Search code examples
nlpmallet

Question about Latent Dirichlet Allocation (MALLET)


Honestly, I'm not familiar with LDA, but am required to use MALLET's topic modeling for one of my projects.

My question is: given a set of documents within a specific timestamp as the training data for the topic model, how appropriate is it to use the model (using the inferencer) to track the topic trends, for documents + or - the training data's timestamp. I mean, is the topic distributions being provided by MALLET a suitable metric to track the popularity of the topics over time if during the model building stage, we only provide a subset of the dataset I am required to analyze.

thanks.


Solution

  • Are you famailiar with Latent Semantic Indexing?
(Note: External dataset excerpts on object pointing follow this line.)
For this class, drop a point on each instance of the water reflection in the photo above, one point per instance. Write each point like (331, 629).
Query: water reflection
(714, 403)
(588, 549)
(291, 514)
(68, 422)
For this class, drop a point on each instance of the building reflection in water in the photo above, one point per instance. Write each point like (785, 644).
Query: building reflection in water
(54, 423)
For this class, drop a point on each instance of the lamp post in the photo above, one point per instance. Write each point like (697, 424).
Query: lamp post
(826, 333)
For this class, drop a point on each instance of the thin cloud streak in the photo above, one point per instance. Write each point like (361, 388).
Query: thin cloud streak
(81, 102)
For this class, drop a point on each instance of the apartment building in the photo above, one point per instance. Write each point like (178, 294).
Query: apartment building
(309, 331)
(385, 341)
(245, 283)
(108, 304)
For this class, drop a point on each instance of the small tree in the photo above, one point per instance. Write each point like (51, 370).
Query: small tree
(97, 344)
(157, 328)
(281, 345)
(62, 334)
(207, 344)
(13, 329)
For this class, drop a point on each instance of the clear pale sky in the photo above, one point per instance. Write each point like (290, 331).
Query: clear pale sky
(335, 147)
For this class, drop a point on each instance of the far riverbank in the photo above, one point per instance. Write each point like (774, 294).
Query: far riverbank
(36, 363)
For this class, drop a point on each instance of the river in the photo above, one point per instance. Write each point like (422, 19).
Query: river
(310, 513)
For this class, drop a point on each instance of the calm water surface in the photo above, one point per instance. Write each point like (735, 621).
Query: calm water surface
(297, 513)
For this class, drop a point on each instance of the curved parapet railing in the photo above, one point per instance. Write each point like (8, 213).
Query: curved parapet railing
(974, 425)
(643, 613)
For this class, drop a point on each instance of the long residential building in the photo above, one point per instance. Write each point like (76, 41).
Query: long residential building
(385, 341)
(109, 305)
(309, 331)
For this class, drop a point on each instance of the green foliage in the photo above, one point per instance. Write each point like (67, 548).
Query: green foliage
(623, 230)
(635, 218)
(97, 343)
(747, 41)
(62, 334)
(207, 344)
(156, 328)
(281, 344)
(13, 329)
Latent Dirichlet Analysis is just a different way of doing the same kind of thing, so LSI or pLSI you may be an easier starting point to gain knowledge about the goals of LDA.

    All three techniques lock on to topics in an unsupervised fashion (you tell it how many topics to look for), and then assume that each document covers each topic in varying proportions. Depending on how many topics you allocate, they may behave more like subfields of whatever your corpus is about, and may not be as specific as the "topics" that people think about when they think about trending topics in the news.
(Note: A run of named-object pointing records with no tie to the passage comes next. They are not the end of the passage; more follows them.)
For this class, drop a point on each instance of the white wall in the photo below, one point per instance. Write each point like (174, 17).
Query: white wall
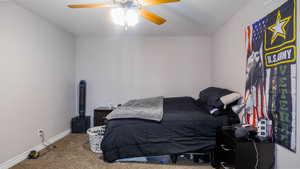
(229, 61)
(36, 80)
(119, 69)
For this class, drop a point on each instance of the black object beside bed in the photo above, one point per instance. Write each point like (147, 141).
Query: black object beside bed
(187, 126)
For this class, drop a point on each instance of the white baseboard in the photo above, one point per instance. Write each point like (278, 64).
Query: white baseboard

    Somehow I suspect that you want to assume that each document represents a particular topic. LSI/pLSI/LDA don't do this -- they model each document as a mixture of topics. That doesn't mean you won't get good results, or that this isn't worth trying, but I suspect (though I don't have a comprehensive knowledge of LSI literature) that you'd be tackling a brand new research problem.

    (FWIW, I suspect that using clustering methods like k-Means more readily model the assumption that each document has exactly one topic.)